A Anatel rejeitou o recurso da Claro, subsidiária da América Móvil, para estender até 30 de maio de 2041 o direito de uso de blocos de frequências na faixa de 1,8 GHz. Com a decisão, permanece o vencimento em 22 de dezembro de 2032. O Conselho Diretor decidiu por unanimidade em 3 de setembro, e o acórdão foi publicado no Diário Oficial da União em 17 de setembro.
O julgamento mantém os prazos definidos em abril, quando a agência aprovou a renovação de autorizações da operadora.
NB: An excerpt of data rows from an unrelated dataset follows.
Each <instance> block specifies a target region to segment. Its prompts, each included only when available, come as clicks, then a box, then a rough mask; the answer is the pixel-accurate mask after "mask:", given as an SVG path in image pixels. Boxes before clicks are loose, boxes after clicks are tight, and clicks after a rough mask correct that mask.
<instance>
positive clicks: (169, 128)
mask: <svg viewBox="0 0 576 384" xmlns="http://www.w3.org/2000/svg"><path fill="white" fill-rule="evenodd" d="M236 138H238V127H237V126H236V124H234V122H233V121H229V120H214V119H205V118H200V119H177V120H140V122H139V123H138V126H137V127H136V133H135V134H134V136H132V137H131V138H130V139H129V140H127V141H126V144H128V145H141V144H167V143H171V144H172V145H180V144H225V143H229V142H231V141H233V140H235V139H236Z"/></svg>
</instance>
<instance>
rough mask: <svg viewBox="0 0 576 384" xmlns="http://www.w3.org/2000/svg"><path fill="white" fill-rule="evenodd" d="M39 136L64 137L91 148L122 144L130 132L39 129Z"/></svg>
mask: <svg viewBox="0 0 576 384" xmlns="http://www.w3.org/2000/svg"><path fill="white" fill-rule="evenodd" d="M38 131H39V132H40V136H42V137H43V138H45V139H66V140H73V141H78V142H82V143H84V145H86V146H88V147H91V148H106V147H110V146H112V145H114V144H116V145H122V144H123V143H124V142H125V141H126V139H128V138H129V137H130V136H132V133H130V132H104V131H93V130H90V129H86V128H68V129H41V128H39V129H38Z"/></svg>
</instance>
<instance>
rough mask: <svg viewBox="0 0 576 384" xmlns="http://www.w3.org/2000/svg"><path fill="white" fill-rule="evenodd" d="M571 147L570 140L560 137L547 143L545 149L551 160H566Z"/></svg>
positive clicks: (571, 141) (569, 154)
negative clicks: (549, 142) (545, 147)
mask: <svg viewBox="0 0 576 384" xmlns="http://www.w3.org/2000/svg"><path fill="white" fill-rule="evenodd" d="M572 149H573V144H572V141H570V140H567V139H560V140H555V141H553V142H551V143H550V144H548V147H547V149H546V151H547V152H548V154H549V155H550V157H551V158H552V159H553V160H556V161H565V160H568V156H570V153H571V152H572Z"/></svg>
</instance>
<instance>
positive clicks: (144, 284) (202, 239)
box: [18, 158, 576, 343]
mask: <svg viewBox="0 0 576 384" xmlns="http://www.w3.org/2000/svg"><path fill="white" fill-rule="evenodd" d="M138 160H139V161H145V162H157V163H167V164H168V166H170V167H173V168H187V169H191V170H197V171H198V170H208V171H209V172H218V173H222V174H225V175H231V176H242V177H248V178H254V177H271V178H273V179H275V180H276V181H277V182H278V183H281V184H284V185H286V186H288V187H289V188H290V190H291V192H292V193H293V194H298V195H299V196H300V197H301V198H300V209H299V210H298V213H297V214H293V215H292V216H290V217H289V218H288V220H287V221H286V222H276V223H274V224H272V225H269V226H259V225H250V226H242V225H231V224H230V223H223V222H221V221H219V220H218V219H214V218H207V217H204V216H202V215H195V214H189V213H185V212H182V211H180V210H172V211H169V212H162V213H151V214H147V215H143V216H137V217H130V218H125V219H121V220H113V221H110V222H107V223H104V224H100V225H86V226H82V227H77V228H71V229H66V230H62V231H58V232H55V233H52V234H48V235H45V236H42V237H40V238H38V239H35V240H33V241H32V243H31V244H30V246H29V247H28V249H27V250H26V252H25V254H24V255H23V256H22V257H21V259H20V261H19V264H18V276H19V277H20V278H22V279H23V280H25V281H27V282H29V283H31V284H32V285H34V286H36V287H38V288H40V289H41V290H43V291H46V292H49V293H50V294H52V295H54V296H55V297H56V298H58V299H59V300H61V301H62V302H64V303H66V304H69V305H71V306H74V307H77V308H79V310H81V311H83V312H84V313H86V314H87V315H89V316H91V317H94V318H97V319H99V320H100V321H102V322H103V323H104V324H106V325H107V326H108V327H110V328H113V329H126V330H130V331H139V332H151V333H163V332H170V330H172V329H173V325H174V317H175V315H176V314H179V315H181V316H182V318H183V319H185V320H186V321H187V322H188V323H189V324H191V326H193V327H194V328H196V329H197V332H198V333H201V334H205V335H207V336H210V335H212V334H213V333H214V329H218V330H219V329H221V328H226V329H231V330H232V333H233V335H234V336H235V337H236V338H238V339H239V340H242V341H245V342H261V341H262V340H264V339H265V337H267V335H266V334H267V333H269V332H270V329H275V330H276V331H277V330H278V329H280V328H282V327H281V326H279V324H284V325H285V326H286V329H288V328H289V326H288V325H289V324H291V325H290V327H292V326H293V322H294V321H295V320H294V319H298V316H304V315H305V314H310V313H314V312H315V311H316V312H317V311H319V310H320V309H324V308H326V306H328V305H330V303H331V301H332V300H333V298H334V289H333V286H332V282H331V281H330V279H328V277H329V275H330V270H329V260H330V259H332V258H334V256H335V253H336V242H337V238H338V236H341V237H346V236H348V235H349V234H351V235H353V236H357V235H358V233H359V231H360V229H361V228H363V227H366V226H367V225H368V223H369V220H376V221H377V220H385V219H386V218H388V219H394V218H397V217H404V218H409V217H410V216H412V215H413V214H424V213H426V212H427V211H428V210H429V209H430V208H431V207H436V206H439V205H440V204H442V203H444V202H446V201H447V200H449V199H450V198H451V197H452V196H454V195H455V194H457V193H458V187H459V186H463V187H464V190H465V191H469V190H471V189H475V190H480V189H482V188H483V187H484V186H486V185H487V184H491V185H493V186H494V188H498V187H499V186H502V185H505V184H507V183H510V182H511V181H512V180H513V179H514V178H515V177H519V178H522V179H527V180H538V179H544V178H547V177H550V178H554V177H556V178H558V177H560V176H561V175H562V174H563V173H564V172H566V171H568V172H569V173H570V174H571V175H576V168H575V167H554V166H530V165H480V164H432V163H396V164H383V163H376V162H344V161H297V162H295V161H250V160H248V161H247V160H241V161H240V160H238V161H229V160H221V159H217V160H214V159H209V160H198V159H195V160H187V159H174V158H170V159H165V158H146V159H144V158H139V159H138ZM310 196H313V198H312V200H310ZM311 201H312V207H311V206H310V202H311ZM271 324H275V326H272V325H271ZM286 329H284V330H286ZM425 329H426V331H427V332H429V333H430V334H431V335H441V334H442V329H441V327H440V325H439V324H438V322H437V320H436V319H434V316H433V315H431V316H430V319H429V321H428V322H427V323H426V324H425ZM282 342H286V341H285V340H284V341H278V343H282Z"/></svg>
Naquela ocasião, as frequências de 1,9 GHz e 2,1 GHz tiveram o uso prorrogado até 2041, enquanto os blocos de 1,8 GHz ficaram limitados a 2032. A Claro tinha recorrido para obter o prazo mais longo também nesses blocos, mas o pedido foi negado.
A disputa envolve as frequências de 1.755 a 1.765 MHz e de 1.850 a 1.860 MHz, com autorizações em 16 estados. A faixa de 1,8 GHz integra a infraestrutura de telefonia móvel da Claro: antes utilizada pelo 2G, também passou a ser aproveitada no 4G, combinada com outras frequências para ampliar a capacidade de transmissão de dados. A empresa defendeu a continuidade da operação e sustentou fazer uso eficiente do espectro.
A área técnica e o colegiado da Anatel entenderam que a situação da Claro não afasta o planejamento de reorganizar a faixa como um todo, com previsão de futura licitação após 2032. O objetivo é reduzir a fragmentação das frequências e permitir seu uso em blocos maiores e contínuos. A agência também apontou que precedentes do Tribunal de Contas da União citados pela Claro tratam de 1,9 GHz e 2,1 GHz, faixas sujeitas a regras diferentes.